Achados no fundo da gaveta (BVIW)
No fundo esquecido de uma gaveta há um tanto de melancolia. Impossível não parar a cada objeto de lá resgatado. Foi lá que encontrei um lápis com uma das pontas roídas, como um arquivo das angustias de uma criança de seis anos, na década de cinqüenta, antes do advento das calculadoras portáteis.
Que horror! – dizia a professora Dorinha.
Isso é anti-higiênico! - dizia o irmão mais velho.
Só o lápis era testemunha das dúvidas que causam uma adição ou subtração: “vai um”; “menos dois”. Vai um para onde, se não tem um lá? Tem que imaginar um número que não existe! Ficar olhando para a lousa e meditando, tentando entender o impossível.... Só mesmo rolando o lápis na boca e nervosamente mordendo o infeliz na esperança de que de lá saia algo em seu auxílio.
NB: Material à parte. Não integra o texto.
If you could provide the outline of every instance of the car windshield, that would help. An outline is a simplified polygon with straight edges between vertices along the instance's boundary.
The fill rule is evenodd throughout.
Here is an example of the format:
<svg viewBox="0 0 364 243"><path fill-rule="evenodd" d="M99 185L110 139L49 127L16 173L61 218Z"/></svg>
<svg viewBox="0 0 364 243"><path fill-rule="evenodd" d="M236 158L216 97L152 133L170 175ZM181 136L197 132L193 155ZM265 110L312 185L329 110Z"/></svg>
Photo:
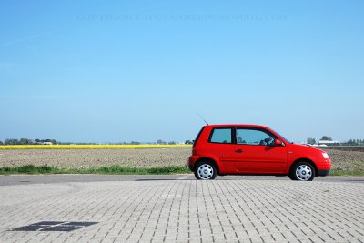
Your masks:
<svg viewBox="0 0 364 243"><path fill-rule="evenodd" d="M273 130L274 131L274 130ZM278 134L278 132L274 131L276 134L278 134L279 137L283 137L287 142L288 142L289 144L293 144L291 141L289 141L288 139L287 139L285 137L281 136L280 134Z"/></svg>

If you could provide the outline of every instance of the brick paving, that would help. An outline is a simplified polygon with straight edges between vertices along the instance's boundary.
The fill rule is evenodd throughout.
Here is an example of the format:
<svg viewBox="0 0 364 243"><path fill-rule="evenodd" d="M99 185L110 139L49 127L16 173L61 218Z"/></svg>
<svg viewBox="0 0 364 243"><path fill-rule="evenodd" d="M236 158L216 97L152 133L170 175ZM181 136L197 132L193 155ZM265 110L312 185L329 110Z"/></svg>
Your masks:
<svg viewBox="0 0 364 243"><path fill-rule="evenodd" d="M0 242L364 243L363 202L364 184L349 182L150 180L2 186ZM12 231L41 221L98 223L70 232Z"/></svg>

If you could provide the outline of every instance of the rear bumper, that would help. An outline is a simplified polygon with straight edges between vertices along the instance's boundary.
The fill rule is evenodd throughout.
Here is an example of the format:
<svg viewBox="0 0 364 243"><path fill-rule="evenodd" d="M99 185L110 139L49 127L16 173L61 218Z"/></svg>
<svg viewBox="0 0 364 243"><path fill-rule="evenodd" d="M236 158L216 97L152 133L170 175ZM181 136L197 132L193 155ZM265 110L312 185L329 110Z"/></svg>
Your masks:
<svg viewBox="0 0 364 243"><path fill-rule="evenodd" d="M329 169L318 169L318 177L326 177L329 175Z"/></svg>

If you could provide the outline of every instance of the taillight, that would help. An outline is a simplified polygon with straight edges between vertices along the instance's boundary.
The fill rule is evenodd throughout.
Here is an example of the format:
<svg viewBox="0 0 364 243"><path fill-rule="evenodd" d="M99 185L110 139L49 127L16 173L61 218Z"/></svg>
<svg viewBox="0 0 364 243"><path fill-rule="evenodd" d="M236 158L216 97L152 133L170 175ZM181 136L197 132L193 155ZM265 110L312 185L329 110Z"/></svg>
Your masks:
<svg viewBox="0 0 364 243"><path fill-rule="evenodd" d="M192 147L192 155L196 156L196 147L195 146Z"/></svg>

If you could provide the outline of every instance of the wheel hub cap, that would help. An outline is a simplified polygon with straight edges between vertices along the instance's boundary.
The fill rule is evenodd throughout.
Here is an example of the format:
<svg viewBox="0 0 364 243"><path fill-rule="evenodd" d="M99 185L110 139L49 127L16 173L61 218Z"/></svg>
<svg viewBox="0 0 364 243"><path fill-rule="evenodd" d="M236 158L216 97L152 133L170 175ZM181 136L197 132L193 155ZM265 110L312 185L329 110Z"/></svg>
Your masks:
<svg viewBox="0 0 364 243"><path fill-rule="evenodd" d="M299 180L308 180L312 177L312 170L307 165L302 165L297 167L296 176Z"/></svg>
<svg viewBox="0 0 364 243"><path fill-rule="evenodd" d="M198 176L201 179L209 179L214 175L214 169L210 165L203 164L198 167Z"/></svg>

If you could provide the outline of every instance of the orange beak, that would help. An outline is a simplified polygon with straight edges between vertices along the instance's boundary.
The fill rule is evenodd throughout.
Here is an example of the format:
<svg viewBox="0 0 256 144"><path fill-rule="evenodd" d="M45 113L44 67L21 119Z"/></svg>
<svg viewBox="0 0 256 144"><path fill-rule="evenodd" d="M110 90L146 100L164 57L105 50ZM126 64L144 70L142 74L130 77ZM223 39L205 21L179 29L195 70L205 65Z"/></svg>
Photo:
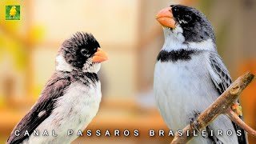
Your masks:
<svg viewBox="0 0 256 144"><path fill-rule="evenodd" d="M93 56L93 62L102 62L106 60L108 60L106 53L103 51L102 49L98 48L97 52Z"/></svg>
<svg viewBox="0 0 256 144"><path fill-rule="evenodd" d="M174 19L171 7L167 7L160 10L155 18L164 27L175 28L176 22Z"/></svg>

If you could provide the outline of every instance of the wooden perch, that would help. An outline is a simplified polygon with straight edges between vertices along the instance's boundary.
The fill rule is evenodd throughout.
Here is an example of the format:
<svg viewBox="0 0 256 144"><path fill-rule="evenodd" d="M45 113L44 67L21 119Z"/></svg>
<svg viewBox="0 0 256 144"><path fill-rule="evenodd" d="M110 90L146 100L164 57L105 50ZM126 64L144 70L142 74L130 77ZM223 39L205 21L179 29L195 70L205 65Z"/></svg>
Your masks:
<svg viewBox="0 0 256 144"><path fill-rule="evenodd" d="M214 121L219 114L224 114L238 124L244 130L250 134L256 136L256 131L243 122L238 114L231 110L231 106L234 104L238 98L242 91L253 81L254 75L250 72L246 73L240 76L224 93L219 96L217 100L205 110L197 118L197 129L198 131L204 130L212 121ZM182 130L182 136L178 136L177 134L171 142L171 144L186 143L194 137L193 133L198 134L194 130L194 123L186 126ZM190 131L190 137L186 136L187 131Z"/></svg>

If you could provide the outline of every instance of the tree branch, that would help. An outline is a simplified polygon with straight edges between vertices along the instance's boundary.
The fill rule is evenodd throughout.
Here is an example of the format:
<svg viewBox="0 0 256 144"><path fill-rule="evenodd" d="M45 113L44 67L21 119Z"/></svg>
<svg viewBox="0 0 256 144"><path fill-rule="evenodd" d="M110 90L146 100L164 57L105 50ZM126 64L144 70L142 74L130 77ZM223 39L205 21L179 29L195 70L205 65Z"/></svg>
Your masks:
<svg viewBox="0 0 256 144"><path fill-rule="evenodd" d="M247 72L244 75L240 76L228 89L226 89L213 104L198 117L197 129L198 131L204 130L219 114L225 114L241 128L244 129L249 134L256 136L256 131L243 122L230 108L233 104L236 103L242 91L254 78L254 75L250 72ZM194 130L194 123L192 123L191 126L190 125L186 126L182 130L182 136L178 136L176 133L171 144L186 143L193 138L193 134L198 133L198 131ZM190 134L189 137L186 135L187 131L189 131Z"/></svg>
Hoje, na vida, continuo a acrescentar mais um e a subtrair outros tantos com a diferença que nada existe em que me apoiar. Há quem mastigue palitos como forma de disfarçar a tensão. Outros tamborilam os dedos sobre qualquer superfície. Morder um objeto não era tão estranho assim.
Acho que acabo de descobrir porque gosto tanto de mordiscar amêndoas e amendoins enquanto realizo uma tarefa complicada. Passaram-se décadas e continuo a mesma.